Sebagian orang berkata bahwa Syeikh Muhammad Nashruddin Al Bani menghasankan hadits tersebut dalam kitab beliau yaitu Irwaul Gholil.
Jawab : beliau telah rujuk dari pendapatnya tersebut dalam kitab lain yaitu Silsilah Hadits Dlo’ifah (1/494 no 321) beliau berkata, “Sekarang saya berkata, ‘Sesungguhnya kitabSyu’abul Iman telah dicetak, ternyata ia (hadits Ibnu Abbas) tidak layak untuk dijadikan syahid, karena padanya terdapat rowi kadzdzab dan rowi matruk. Dan aku merasa heran kepada Al Baihaqi dan Ibnul Qoyyim yang hanya sebatas menghukuminya sebagai hadits yang dlo’if sehingga hampir-hampir aku memastikan bahwa hadits Ibnu Abbas boleh dijadikan syahid. Maka saya wajib mengingatkannya disini…”

Menepis Syubhat III

Sebagian orang berkata bahwa masalah ini masih diperselisihkan oleh para ulama, maka boleh kita amalkan selama itu masih diperselisihkan.
Jawab : sesungguhnya perselisihan ulama bukan dalil untuk membolehkan, yang menjadi dalil adalah Al Qur’an dan As Sunnah, sedangkan telah kita jelaskan bahwa dalilnya dlo’iftidak bisa dijadikan hujjah.

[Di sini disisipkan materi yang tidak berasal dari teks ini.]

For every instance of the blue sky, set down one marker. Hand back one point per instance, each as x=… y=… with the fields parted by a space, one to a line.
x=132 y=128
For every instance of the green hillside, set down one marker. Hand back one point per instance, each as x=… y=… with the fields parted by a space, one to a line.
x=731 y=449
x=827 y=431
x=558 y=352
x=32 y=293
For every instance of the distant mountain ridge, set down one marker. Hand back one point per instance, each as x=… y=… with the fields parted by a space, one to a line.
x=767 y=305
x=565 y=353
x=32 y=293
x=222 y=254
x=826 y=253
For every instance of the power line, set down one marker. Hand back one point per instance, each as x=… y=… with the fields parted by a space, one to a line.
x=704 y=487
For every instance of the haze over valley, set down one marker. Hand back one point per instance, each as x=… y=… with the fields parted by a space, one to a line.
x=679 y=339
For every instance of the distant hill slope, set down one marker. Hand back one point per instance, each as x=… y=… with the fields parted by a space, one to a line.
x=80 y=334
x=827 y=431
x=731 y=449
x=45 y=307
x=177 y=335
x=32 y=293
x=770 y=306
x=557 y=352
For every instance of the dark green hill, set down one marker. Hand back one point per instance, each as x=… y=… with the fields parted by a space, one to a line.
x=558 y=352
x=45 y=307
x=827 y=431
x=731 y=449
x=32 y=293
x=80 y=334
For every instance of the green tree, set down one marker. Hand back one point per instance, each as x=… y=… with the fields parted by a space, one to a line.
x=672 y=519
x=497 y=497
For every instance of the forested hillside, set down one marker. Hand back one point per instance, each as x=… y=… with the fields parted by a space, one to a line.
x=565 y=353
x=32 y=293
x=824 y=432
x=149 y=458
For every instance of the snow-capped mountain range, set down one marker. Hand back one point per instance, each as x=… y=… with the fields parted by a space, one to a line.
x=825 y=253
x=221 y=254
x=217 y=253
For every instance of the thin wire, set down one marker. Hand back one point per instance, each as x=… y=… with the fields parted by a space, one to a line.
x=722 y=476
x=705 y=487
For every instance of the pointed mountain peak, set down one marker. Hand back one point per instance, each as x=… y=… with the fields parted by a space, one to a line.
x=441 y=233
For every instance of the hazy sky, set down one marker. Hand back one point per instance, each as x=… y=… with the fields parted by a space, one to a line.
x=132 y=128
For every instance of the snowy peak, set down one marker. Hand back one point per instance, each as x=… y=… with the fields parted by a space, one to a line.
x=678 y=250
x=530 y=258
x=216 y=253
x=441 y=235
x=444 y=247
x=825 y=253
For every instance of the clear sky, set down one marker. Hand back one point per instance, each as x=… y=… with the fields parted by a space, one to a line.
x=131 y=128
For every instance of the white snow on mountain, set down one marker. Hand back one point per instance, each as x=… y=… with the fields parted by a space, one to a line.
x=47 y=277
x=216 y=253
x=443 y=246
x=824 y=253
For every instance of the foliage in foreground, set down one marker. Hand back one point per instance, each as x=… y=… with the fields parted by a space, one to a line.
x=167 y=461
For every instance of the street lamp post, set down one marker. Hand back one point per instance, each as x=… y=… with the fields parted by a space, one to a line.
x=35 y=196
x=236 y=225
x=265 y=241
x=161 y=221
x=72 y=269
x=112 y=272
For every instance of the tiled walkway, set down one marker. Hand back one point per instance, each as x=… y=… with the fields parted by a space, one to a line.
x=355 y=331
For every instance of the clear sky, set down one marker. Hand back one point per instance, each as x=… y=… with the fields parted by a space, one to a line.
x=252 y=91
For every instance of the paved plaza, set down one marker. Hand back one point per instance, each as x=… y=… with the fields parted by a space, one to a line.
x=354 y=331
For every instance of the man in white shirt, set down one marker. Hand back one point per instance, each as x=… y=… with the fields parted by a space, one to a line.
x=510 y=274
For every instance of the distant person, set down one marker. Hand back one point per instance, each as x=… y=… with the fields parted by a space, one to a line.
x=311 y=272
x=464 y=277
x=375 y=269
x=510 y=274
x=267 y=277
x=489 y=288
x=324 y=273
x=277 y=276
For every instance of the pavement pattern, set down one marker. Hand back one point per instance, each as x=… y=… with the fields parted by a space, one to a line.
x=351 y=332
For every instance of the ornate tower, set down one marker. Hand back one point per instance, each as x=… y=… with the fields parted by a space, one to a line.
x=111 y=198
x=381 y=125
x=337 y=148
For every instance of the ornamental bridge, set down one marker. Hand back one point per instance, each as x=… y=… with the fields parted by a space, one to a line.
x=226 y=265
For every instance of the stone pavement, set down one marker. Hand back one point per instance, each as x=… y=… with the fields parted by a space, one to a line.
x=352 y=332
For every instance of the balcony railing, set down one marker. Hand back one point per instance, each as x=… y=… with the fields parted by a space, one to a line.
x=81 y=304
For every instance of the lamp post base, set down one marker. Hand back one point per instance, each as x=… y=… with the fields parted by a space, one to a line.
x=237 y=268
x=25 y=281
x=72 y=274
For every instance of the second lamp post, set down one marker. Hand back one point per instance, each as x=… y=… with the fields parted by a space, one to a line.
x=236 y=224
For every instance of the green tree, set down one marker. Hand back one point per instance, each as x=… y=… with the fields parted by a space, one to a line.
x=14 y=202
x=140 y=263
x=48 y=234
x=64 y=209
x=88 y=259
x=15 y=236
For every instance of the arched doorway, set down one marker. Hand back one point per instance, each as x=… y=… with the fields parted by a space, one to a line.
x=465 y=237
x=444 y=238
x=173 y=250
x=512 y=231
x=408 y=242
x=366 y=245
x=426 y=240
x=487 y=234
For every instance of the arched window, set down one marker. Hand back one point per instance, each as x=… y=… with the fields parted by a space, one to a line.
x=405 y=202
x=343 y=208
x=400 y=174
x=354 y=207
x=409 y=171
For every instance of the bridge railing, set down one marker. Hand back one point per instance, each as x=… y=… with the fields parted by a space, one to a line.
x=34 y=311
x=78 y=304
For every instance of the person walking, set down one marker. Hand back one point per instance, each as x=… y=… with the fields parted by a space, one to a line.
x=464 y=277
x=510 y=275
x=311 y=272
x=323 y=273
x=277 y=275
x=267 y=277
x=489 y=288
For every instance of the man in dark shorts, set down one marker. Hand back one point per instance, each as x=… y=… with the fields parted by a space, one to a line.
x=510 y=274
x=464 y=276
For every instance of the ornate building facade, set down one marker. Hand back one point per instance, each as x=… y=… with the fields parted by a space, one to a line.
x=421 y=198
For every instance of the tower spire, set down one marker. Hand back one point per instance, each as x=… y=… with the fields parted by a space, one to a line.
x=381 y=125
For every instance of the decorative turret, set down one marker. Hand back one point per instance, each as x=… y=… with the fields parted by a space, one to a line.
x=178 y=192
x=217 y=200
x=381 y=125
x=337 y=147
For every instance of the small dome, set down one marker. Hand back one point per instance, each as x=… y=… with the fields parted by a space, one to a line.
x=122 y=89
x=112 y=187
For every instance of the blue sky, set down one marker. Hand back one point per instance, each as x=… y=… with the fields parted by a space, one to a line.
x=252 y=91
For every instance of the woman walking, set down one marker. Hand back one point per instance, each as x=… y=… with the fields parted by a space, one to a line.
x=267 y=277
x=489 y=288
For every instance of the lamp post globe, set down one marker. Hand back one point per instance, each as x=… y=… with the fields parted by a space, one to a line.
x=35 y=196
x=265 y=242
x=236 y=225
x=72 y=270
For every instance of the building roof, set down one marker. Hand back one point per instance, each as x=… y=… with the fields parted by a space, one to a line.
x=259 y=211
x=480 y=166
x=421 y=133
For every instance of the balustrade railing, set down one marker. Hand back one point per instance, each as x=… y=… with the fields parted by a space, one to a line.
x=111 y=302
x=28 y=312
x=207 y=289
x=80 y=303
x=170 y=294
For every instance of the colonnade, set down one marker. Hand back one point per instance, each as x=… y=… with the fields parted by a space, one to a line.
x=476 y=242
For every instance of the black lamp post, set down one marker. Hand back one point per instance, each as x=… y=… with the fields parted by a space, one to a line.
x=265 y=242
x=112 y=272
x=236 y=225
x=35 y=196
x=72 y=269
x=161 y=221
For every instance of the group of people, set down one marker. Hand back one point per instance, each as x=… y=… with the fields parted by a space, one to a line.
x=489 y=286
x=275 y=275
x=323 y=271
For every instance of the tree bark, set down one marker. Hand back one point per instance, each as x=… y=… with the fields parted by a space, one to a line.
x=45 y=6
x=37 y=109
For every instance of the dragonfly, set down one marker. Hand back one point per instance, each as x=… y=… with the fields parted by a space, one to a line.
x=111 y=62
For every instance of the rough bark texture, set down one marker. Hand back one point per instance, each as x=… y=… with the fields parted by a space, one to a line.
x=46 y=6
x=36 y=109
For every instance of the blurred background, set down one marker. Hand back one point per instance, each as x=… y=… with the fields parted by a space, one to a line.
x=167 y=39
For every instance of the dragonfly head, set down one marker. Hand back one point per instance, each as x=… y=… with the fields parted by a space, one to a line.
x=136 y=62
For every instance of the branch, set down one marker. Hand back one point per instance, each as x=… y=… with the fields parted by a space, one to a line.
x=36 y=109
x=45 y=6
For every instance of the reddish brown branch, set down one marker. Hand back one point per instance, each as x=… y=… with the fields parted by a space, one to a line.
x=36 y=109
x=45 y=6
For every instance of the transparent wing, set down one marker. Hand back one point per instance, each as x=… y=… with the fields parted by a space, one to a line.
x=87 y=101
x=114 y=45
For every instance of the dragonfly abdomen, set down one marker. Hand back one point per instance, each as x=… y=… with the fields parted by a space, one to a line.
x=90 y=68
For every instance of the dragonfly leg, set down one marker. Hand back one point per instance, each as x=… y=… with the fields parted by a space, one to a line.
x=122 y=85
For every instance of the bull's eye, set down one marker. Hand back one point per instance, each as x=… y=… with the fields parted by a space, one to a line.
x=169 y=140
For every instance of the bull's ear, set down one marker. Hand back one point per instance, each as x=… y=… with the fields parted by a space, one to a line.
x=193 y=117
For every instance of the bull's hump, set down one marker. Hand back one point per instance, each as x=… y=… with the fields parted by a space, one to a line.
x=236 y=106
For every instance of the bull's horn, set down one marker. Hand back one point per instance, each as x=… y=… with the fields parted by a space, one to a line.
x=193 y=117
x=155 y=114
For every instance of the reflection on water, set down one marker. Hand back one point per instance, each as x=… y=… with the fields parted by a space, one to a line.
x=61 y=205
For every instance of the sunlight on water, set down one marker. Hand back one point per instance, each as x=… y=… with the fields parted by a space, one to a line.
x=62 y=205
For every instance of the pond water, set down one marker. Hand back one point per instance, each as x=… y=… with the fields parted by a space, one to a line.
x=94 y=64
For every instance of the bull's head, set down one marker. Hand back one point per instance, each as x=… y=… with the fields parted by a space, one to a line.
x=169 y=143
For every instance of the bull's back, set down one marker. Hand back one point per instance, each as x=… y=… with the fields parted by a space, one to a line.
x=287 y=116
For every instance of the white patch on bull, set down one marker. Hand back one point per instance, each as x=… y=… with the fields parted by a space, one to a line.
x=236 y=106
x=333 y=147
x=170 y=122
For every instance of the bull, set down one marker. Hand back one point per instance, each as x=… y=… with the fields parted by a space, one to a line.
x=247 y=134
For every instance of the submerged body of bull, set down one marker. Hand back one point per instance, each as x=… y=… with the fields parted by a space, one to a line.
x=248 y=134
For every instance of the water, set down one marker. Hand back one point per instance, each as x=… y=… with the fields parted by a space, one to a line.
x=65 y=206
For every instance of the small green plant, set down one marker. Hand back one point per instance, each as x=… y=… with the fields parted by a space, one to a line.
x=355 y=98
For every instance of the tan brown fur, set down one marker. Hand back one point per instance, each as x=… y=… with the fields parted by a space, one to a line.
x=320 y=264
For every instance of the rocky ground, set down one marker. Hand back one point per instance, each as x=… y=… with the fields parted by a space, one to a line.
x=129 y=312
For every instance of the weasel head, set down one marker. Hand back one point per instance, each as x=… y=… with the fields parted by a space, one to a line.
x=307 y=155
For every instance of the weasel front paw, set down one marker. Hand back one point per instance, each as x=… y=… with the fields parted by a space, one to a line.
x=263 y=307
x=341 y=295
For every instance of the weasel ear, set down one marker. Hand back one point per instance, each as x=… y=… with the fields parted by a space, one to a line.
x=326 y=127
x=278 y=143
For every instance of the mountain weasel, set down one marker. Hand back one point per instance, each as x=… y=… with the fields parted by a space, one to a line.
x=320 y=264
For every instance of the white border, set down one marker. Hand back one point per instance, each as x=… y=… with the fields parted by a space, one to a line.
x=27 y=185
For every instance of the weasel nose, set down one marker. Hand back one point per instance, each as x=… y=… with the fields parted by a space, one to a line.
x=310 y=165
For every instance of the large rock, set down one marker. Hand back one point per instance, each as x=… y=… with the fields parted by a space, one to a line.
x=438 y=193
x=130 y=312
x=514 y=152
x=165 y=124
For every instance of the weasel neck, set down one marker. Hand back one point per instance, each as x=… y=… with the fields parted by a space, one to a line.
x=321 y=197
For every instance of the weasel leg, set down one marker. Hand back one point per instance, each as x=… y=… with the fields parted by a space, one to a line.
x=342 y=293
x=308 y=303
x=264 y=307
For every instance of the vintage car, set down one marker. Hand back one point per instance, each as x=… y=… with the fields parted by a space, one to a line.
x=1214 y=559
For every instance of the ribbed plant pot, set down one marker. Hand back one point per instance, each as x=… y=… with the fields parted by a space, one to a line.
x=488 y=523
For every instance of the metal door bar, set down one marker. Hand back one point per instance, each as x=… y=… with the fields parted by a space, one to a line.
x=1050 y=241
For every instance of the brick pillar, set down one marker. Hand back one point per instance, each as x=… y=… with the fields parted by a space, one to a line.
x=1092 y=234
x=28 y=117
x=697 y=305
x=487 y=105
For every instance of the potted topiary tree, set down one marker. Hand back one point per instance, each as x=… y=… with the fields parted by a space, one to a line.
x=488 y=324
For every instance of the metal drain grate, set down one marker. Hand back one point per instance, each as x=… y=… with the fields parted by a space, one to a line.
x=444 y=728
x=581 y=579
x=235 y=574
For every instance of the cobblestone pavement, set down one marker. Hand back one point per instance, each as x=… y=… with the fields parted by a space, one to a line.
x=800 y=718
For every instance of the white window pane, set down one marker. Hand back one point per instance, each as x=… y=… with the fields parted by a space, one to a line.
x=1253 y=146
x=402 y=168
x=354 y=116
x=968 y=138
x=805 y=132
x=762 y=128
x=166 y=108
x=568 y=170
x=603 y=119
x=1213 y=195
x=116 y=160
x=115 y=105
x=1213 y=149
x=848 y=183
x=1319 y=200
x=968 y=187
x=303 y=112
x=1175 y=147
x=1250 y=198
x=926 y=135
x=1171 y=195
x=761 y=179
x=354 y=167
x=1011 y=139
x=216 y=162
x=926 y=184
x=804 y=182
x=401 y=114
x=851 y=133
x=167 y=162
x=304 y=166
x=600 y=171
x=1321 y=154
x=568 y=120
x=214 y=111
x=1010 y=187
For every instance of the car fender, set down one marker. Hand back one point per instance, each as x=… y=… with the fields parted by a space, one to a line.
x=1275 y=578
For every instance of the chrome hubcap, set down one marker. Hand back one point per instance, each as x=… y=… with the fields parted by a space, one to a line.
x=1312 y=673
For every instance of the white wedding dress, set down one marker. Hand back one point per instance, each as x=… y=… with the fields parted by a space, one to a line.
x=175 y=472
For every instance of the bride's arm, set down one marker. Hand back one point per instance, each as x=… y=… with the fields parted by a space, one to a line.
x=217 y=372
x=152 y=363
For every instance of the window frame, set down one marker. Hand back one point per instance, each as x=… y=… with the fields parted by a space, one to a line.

Al Imam Al Khoththobi mengomentari perkataan sebagian orang yang berkata bahwa ketika ulama berselisih dalam masalah minuman keras dan bersepakat mengharamkan arak dari anggur, maka kita ambil yang disepakati dan kita bolehkan selainnya. Berliau berkata, “Ini adalah sebuah kesalahan yang fatal, karena Allah telah memerintahkan untuk mengembalikan perselisihan kepada Allah dan Rosul-Nya…” (A’lam Sssunan, 3/2091-2092).


Penulis: Ustadz Abu Yahya Badrusalam, Lc.